Sesta domenica Per Annum A: Sir 15,16-21 Sal 118 1Cor 2,6-10 Mt 5,17-37
La vita ci mette continuamente davanti alla necessità di compiere scelte. Piccole o grandi che siano, le decisioni che prendiamo dicono sempre qualcosa di noi, rivelano la direzione che abbiamo preso e qual è la nostra meta.
Avere una meta è necessario per darsi dei criteri di giudizio e per valutare compiutamente il senso delle scelte che compiamo ogni giorno.
La prima lettura di questa domenica ci ricorda che davanti a ciascuno di noi «stanno la vita e la morte, il bene e il male» (Sir 15,17). Il vangelo, invece, ci mette davanti all’atteggiamento paterno di Dio, che educa attraverso parole che pongono confini e vanno al senso profondo delle cose, per condurci sulla via della vita.

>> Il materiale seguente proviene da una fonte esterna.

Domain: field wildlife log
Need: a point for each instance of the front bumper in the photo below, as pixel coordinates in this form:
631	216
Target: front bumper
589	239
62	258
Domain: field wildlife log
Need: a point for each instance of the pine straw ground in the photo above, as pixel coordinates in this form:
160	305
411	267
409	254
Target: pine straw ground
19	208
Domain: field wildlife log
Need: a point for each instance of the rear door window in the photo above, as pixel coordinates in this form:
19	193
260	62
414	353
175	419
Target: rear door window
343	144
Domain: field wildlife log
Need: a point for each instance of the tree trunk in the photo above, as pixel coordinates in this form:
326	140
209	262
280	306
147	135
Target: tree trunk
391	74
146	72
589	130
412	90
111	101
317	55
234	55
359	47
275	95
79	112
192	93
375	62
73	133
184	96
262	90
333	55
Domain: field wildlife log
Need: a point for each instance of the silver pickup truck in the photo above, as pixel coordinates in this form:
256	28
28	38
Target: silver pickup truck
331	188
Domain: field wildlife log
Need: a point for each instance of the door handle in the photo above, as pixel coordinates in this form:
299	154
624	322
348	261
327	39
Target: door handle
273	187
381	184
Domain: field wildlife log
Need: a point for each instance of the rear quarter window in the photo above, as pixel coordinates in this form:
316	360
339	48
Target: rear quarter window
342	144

Sappiamo bene che il compito di un genitore, formatore, educatore, è quello di aiutare a crescere e a interagire positivamente con gli altri e col contesto nel quale siamo inseriti.

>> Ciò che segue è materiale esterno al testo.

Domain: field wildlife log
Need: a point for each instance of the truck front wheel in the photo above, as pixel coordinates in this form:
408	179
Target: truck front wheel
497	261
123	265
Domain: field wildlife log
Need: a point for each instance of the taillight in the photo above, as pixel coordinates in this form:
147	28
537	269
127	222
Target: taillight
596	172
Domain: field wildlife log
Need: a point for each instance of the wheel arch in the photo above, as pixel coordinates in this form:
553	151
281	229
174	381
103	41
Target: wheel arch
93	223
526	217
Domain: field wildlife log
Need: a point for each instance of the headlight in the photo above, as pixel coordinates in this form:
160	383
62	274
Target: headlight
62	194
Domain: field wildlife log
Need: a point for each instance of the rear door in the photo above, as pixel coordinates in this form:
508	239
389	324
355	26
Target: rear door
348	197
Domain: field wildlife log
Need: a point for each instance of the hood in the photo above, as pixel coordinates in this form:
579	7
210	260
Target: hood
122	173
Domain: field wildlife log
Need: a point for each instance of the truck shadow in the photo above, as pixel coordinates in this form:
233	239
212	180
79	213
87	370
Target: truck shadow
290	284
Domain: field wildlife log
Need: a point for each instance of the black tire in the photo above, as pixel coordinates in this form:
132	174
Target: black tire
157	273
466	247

Sappiamo altrettanto bene quanta fatica costa mettere regole e dire dei no. Spesso abbiamo paura di perdere l’affetto o di ferire e preferiamo l’apprezzamento immediato, pur sapendo che l’assenza di regole è un tradimento al compito di aiutare a crescere e a quello di farlo insieme.
Una regola, ben motivata, aiuta a capire che nessuno di noi è tutto: abbiamo dei confini, dei limiti, per poter essere quel che siamo e per vivere positivamente le nostre relazioni.
In quello che, a partire da sant’Agostino, siamo abituati a definire il discorso della montagna, con il quale Gesù ci fornisce le indicazioni necessarie per essere cittadini del Regno dei cieli, partendo dal saper vivere la nostra cittadinanza terrena.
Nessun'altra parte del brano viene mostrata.